A distinction must also be made between two cases:
- Large fleets
- Small fleets
The larger the company and the larger its fleet, the greater its negotiating power with the dealer. They achieve better economies of scale as a result, and can even negotiate for additional services included.
These "à la carte" contracts are less common for small fleets, which are keen to optimize their TCO (total cost of ownership) and ensure that the resale of their vehicle is commensurate with their investment.
Vehicle maintenance: around 5%-10% of TCO (total cost of ownership)
The cost of maintaining a vehicle or asset increases over its lifetime. And these costs increase exponentially as the asset ages. The cost of maintenance in year 7 is much higher than in year 1.
Maintenance and repair costs can have a significant impact on the cost of ownership and monthly lease payments.
What you can do is compare the offers made by car rental companies. These companies have a great deal of expertise in the vehicles they rent, and looking at what they offer will give you an idea of the price you'll have to spend on a vehicle.
For example, if two vehicles that sell for the same cash price have different leasing rates, you'll know that the vehicle with the higher leasing rate costs more to maintain.
Beev's advice
- Consider all-inclusive packages from rental companies
- If you're buying the car yourself, choose a reputable garage to get the best rates.
TCO calculations also include other costs, such as interest if you've chosen a bank loan, management fees or outsourcing costs. These costs vary from company to company, and should be added to your calculation.
Use the TCO simulator to calculate your car's total cost of ownership and compare it with its internal combustion equivalent.
How can the electric car impact your TCO (total cost of ownership)?
Summing up what we've seen above and what we know about the electric car, we can draw a few conclusions.
Let's take the example of an SME in need of a commercial vehicle. Commercial vehicles in France are mainly diesel-powered, so let's compare the two engines.
Diesel van | Electric van | |
Initial investment | ➕ | ➕➕ |
Insurance | ➕ | ➕➕ |
Maintenance | ➕➕➕ | ➕ |
Administrative and tax expenses | ➕➕➕ | ➕ |
Depreciation | ➖➖➖ | ➖ |
An electric commercial vehicle will cost you more than a diesel one, but given the current economic climate, you can save more by switching to a cleaner vehicle. It will be more cost-effective in terms of fuel and tax.
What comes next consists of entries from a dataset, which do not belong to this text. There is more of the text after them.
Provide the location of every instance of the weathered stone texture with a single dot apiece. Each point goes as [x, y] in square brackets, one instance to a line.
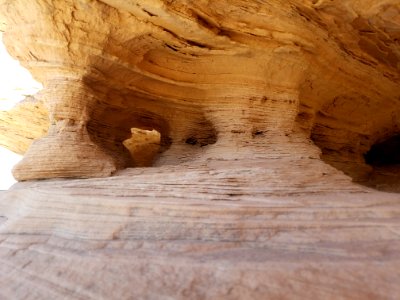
[256, 117]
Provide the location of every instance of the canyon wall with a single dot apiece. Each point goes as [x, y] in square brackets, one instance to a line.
[204, 150]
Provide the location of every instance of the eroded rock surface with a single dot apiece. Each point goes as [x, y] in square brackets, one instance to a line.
[256, 117]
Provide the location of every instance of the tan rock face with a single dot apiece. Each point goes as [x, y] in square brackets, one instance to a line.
[206, 76]
[247, 111]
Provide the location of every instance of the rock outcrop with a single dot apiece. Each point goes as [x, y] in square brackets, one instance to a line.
[257, 118]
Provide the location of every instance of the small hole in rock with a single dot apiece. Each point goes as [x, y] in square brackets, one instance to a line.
[384, 157]
[191, 141]
[144, 146]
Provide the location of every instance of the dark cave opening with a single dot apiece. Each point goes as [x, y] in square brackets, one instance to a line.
[385, 153]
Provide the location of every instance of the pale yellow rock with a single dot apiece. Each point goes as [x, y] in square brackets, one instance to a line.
[255, 117]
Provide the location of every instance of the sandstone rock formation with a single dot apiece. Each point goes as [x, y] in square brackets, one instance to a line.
[256, 117]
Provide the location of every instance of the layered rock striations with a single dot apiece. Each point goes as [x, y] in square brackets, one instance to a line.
[257, 117]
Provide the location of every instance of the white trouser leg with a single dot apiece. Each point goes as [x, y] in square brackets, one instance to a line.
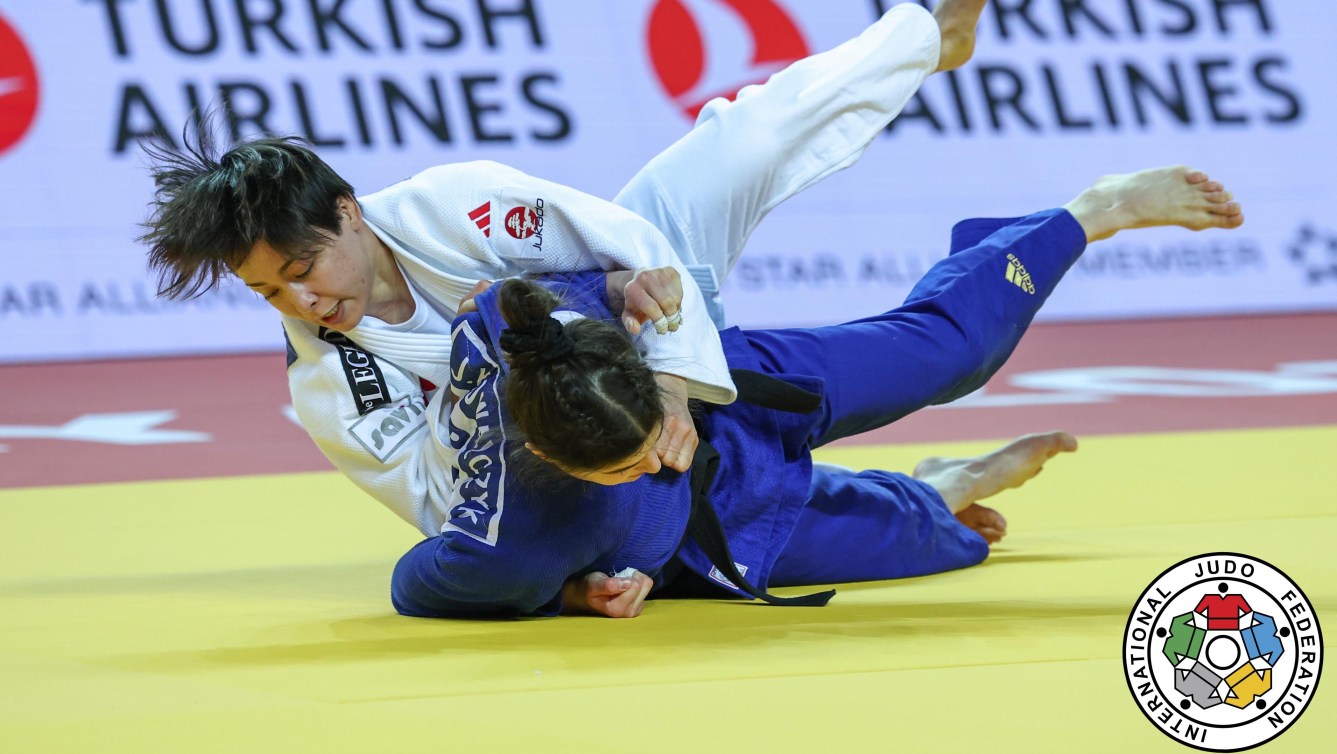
[709, 190]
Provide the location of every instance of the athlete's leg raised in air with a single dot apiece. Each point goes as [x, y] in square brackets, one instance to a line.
[709, 190]
[967, 314]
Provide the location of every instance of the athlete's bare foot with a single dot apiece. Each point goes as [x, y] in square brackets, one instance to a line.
[964, 481]
[1165, 195]
[956, 20]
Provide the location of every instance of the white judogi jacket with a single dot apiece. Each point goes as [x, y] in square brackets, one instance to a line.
[361, 395]
[453, 225]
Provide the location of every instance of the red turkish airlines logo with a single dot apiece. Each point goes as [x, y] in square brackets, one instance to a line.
[707, 48]
[18, 87]
[522, 222]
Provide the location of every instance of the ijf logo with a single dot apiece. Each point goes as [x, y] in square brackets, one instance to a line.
[1222, 653]
[18, 87]
[707, 48]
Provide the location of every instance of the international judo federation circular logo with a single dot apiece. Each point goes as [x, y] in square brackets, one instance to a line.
[522, 222]
[1222, 653]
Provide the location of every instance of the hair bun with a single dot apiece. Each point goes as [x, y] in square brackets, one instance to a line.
[544, 341]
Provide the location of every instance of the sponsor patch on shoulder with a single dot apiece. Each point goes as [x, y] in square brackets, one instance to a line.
[384, 431]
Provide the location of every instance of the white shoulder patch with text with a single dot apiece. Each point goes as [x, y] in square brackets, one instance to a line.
[384, 431]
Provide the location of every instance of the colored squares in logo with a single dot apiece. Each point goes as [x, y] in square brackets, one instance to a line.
[18, 87]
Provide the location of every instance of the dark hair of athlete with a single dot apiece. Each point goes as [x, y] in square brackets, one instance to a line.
[209, 211]
[578, 391]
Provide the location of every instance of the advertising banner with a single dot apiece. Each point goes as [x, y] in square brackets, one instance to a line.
[586, 91]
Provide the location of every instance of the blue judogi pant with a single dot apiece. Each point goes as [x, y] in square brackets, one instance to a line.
[952, 333]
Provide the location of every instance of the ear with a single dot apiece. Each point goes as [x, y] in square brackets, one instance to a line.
[352, 211]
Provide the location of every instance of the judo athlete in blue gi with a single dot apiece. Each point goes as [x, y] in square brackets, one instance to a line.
[538, 381]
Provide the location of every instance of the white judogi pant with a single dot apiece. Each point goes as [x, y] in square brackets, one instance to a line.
[709, 190]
Finally, a diesel commercial vehicle will no longer be able to sell on the second-hand market, whereas electric vehicles are selling much better than expected.
If you'd like to know more about depreciation, tax on the use of passenger vehicles for economic purposes (company vehicle tax) etc., read our article on the subject.
READ ALSO - Should you switch to an electric commercial vehicle?
In a nutshell
Choosing the right vehicles for your business is vital. It's also a strategic issue when you consider the costs associated with vehicles. By optimizing your TCO (Total cost of ownership) and choosing the right vehicles, you can free up significant sums for reinvestment in your company's growth.